Introducing ADA: Automated Data Architecture. A new way of navigating the BBC’s programme archive

Jo Kent

Business Analyst - BBC Radio & Music Multiplatform

The BBC has a wealth of permanently available programmes across a wide range of subjects, but they can sometimes prove hard to find unless you already know the programme title. Jo Kent, Business Analyst in BBC Radio & Music Multiplatform, talks about a new project designed to find a way of pointing people to similar programmes, so they can discover some of this hidden content.

Traditional attempts to bring associated programmes to the attention of viewers would involve vast amounts of editorial time and effort in hand picking content to accompany individual episodes or collections. While production teams may well know every programme from a long running show like In Our Time, knowing every related programme the wider BBC has ever made is another matter entirely. And these episodes or collections often have a short life, typically around the time the episode or series is on air.
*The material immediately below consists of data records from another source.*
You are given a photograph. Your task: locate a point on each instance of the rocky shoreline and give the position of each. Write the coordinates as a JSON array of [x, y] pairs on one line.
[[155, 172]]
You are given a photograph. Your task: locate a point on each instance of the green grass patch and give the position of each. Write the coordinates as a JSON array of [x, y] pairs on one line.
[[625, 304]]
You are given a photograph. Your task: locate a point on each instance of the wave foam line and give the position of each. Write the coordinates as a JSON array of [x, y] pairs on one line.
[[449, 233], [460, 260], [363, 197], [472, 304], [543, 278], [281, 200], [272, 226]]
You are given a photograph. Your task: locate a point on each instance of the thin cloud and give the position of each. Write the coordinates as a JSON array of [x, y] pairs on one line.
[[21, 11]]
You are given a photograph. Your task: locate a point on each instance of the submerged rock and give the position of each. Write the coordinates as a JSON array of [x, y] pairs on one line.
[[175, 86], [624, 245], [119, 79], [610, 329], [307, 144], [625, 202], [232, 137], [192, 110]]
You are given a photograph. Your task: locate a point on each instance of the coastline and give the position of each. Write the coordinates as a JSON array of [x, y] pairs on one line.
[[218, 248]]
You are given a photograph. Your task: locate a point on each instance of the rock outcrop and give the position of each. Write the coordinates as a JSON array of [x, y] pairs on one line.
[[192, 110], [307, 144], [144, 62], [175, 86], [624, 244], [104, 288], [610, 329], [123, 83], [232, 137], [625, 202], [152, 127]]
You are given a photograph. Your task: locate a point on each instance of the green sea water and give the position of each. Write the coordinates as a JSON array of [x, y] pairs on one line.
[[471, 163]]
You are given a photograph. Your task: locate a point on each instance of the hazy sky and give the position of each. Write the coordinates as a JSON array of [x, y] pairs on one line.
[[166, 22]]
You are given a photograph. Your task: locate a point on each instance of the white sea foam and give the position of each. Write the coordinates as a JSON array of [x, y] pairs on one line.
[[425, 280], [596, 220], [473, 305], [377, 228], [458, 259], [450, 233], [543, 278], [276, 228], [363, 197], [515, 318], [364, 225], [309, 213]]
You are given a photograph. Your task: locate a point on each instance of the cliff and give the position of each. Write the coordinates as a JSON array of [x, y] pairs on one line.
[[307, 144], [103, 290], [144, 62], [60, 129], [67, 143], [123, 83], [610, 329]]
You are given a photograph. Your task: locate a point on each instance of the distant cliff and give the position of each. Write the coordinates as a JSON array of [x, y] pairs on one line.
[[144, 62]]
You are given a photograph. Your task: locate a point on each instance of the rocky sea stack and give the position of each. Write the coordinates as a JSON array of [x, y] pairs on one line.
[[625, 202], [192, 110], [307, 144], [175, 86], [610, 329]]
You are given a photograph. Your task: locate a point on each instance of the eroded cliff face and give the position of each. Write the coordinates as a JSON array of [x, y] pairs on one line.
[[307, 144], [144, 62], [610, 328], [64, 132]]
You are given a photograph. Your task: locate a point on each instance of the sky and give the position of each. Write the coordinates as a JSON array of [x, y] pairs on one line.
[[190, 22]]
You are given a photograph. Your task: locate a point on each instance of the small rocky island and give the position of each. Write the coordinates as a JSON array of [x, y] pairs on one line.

There’s a clear audience benefit, but we’re talking about a huge editorial undertaking, that in many cases simply can’t take all programmes into account, and that may go stale in a relatively short amount of time.

Crowdsourcing has been tried with mixed results, one problem being that people will only look at the things they are interested in, giving uneven coverage. They also all have different opinions on which category things should be placed under, and even which categories there should be in the first place. We don’t have the time or the people to be able to manually overcome this shortfall any more than we do to curate the content ourselves.

A totally automated approach also has its downsides; while it’s easy to make connections between things of the same type, we wanted to supply fresh and interesting choices. We’ve all seen some bizarre and unhelpful recommendations which rely solely on an algorithm, or been offered the thing we’ve just bought by a poorly configured system. Where an algorithm is based on what other people have watched or listened to it tends to become a self-fulfilling prophecy, just leading people to the same content all the time, which doesn’t help us to open up the archive.

BBC Sport has long used linked data to specify the content of articles and audio visual content, which is then allocated to aggregations according to the sport ontology. This ontology requires a hierarchical and easily mapped domain, which is not something that applies to our programmes as they cover an enormous range (subjects include the Stanford marshmallow experiment, Rommel , lemongrass, the Boston Tea Party, celibacy, Ghurkas and filibustering) which don’t fit easily together.

Creating a hierarchy to include everything would mean having to create a worldview to describe the universe and everything in it, and to keep it up to date with changes. In doing so, and attempting to then shoehorn all of the content into the existing categories, the concepts applied would cease to have semantic meaning and would become merely organisational tools, meaning a shift in worldview leaves us needing to re-categorise everything. This would be too complicated and time-consuming to be practical and we didn’t feel the effort would be justified by the end result. What was needed was a pre-existing classification. All of the existing ontologies we looked at were either only partial or incompletely mapped, which would give an unsatisfactory user journey.

The Wikipedia categories, however, were promising and we quickly built a prototype around one brand. We chose In Our Time for this because it covers a wide range of subjects from the physical to the temporal and intangible. This prototype examined the ‘things’ tag applied to the programme and used the dbpedia link populate a SPARQL query to extract all of the categories attached to it, then filtered out some of the maintenance categories (such as Pages with reference errors) and connected up the programmes where they had a matching category.

It seemed to work well, with programmes grouped under interesting headings such as Social philosophy, Victorian era and Philosophers of language, so we decided to put it in front of an audience to see how they reacted, because if they didn’t like it the project was a non-starter.

It went live last spring and was promoted on BBC Taster where it got a 4.15 star rating, which was pretty impressive given that the taster audience is not necessarily the same as the In Our Time audience. We also asked for feedback through a form in the beta. This yielded some much more interesting feedback, also broadly positive, with many people making suggestions for how we could improve it.

We took as many of these into account as we could in the final build, which will be launched over the coming weeks, with a handful of archive programmes at first, including In Our Time of course, and will continue to expand over the coming months.

For programmes with the new archive features like this one on Altruism you should see a list of topics below the description of the programme, and up to three recommended programmes with a link to the topic which connects them. By following these links you can either go to a related programme or to the aggregation page which will show you all of the programmes under that brand on the same topic, and there are also aggregation pages such as this one which are not restricted to a single brand and will allow you to see all of the available content. We hope you enjoy exploring the archive.